井底之蛙

9/22/2006

Frederic Wakeman, 1937-2006

Filed under: — Alan Baumler @ 8:30 pm

Obituary here

We used his Fall of Imperial China as a text when I was an undergrad, and The Great Enterprise was one of the first things I read in grad school. Great Enterprise was typical of his work, in that it was on a really big scale. Not just that it was a big book (although it is), but because it took on a big issue and tried to deal with it in the most comprehensive way. Future historians who want to know what the field was interested in at various points could do worse than to look at his titles, which ranged from the early Qing to the Communist period and across a wide range of approaches.

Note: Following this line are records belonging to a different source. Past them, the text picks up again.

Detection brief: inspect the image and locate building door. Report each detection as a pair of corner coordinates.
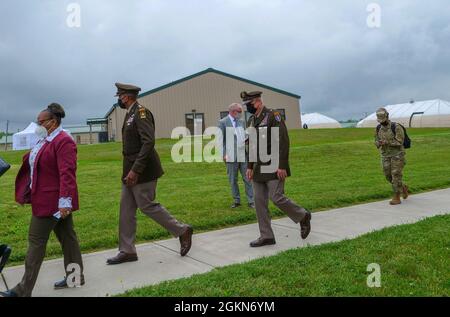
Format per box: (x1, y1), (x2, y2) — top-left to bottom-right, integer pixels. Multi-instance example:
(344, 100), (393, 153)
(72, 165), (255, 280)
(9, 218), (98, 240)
(185, 112), (205, 135)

I only met him a few times. The first time I saw him was when I gave my first ever paper, at AAS. It was in a room that held about 300 people. There were maybe 8 people there, but Wakeman was one of them. After he was pointed out to me I dialed my goals back from impressing the audience to not embarrassing myself, which I suppose I managed.

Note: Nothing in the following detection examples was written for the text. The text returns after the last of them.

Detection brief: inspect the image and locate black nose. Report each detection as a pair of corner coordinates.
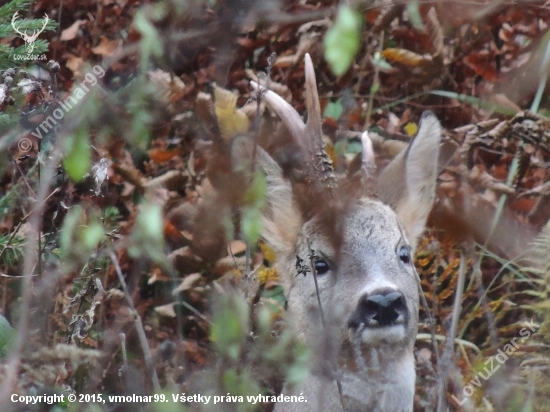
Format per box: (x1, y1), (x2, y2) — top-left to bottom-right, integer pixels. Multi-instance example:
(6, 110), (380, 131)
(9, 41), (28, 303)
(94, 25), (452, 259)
(348, 289), (408, 329)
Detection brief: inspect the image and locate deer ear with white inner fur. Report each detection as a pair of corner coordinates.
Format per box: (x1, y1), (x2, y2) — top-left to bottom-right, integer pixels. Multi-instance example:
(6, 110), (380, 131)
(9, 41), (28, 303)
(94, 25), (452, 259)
(378, 111), (441, 248)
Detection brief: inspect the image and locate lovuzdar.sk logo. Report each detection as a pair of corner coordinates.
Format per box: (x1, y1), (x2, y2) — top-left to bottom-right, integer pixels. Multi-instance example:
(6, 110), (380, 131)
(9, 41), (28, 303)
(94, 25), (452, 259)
(11, 11), (50, 60)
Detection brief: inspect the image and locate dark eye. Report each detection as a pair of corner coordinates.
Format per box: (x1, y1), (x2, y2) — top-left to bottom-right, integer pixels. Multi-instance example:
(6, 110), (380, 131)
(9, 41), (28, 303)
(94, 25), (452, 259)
(315, 259), (330, 275)
(399, 246), (411, 263)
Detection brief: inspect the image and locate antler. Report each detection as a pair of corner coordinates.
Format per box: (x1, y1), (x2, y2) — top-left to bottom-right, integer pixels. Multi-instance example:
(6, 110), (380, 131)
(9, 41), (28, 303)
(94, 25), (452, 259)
(33, 13), (50, 37)
(11, 11), (27, 36)
(250, 53), (336, 191)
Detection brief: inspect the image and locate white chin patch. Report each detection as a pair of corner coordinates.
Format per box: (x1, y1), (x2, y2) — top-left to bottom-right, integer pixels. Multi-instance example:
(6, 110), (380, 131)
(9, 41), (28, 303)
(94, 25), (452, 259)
(361, 325), (405, 345)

2 responses to “Frederic Wakeman, 1937-2006”

  1. K. M. Lawson says:

    This is a great loss to the field of Chinese history. I have benefitted a great deal from several of his more recent works on republican and wartime China and Shanghai in particular.

  2. J. says:

    I had a chance to meet him this past spring and I thought he was a very warm, funny, and engaging scholar. He took time to meet with all of the grad students in our department studying China and was genuinely interested in talking with us about our respective projects, offering advice and suggestions where needed. A really great guy.